だが、スナク氏の政権基盤は盤石とは言えない。前述の世論調査でスナク政権への信頼度は3割強だ。国民には前財務相であったスナク氏の経済通の能力に期待する声もある一方、2023年の経済成長見通しはマイナス0.8%とされており、国民生活の悪化は避けられないと予想されている。
ちなみにEU内でイギリスの新移民政策を支持しているのは、移民排除を政策に掲げる極右政党やポピュリズム政党が大半だ。イギリス国内では民族主義、差別主義と同等と捉える声もあり、イメージダウンにつながっている。保守党内にも「実行不可能な懸け」という意見も出ている。
移民への対応に頭を悩ませるヨーロッパ
移民問題はイギリスにかぎらず、ヨーロッパ全体の問題だ。シリアやイラクの紛争で大量の難民・移民が押し寄せ、ドイツだけでも100万人を受け入れた。とくにフランスでは2015年以降、イスラム過激派のテロリストたちが国を頻繁に出入りし、国内テロにもつながった背景もある。

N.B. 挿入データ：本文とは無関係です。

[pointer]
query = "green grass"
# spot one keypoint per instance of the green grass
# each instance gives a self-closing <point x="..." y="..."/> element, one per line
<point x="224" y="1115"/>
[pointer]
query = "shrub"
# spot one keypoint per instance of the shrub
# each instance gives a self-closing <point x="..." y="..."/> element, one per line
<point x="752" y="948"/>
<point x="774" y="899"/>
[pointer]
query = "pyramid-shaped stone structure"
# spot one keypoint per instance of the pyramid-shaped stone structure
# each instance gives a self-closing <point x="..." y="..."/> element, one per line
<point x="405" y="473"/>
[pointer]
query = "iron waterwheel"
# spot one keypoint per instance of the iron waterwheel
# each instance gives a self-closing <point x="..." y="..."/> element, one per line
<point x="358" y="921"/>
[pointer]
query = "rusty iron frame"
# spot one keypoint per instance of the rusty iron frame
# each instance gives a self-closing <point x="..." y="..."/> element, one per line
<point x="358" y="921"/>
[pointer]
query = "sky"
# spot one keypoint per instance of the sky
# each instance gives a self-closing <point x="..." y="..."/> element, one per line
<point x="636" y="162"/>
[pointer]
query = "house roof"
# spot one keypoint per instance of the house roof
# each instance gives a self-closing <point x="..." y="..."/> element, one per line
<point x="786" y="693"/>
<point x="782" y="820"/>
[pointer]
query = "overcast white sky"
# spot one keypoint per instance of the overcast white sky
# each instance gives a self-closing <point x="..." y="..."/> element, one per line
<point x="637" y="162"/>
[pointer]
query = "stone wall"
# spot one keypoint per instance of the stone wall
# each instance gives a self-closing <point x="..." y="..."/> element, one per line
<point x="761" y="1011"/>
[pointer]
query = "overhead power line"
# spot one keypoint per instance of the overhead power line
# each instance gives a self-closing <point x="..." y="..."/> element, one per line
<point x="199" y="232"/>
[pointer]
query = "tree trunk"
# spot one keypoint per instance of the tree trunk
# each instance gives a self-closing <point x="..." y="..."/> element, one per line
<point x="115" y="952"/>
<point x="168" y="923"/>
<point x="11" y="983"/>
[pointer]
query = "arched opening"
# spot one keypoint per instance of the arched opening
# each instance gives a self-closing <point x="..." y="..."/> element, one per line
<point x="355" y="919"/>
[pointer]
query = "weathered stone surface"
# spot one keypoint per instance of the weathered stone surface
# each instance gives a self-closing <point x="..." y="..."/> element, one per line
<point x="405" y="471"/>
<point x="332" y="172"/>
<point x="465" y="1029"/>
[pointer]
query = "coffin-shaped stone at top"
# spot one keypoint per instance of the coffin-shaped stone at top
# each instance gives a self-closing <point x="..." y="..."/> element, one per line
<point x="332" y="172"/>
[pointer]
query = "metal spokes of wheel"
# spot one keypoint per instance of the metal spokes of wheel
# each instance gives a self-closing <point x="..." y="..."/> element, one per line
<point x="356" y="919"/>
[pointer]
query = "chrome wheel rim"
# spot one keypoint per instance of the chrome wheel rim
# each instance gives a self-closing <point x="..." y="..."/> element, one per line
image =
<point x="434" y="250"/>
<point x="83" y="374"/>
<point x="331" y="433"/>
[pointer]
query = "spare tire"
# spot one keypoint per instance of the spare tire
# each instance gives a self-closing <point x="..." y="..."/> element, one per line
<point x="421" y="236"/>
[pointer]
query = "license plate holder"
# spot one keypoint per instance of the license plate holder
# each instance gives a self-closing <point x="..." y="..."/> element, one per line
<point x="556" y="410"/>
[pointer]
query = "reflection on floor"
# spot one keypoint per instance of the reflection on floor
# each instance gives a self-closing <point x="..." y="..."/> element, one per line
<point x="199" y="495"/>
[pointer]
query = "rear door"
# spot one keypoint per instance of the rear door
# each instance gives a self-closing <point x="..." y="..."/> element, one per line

イギリスでは難民・移民が国の公共サービスを受けることで、財政負担が増していることに不快感を持つ国民が増えている。今回の法案には難民・移民認定の1年間の人数制限を設けることも盛り込まれ、難民・移民急増に効果的なブレーキをかける政策と、政権はアピールしている。
イギリス政府は、移民の認定において国へ貢献するスキルをもっているかどうかを条件としており、EUの大国も同じ方向だ。密入国者の大半はその条件を満たしているかどうか怪しい。無論、イギリスに非正規ルートでたどり着く人々には犯罪者やテロリストも混じっているが、不法移民の人権を無視した対応も問題視されている。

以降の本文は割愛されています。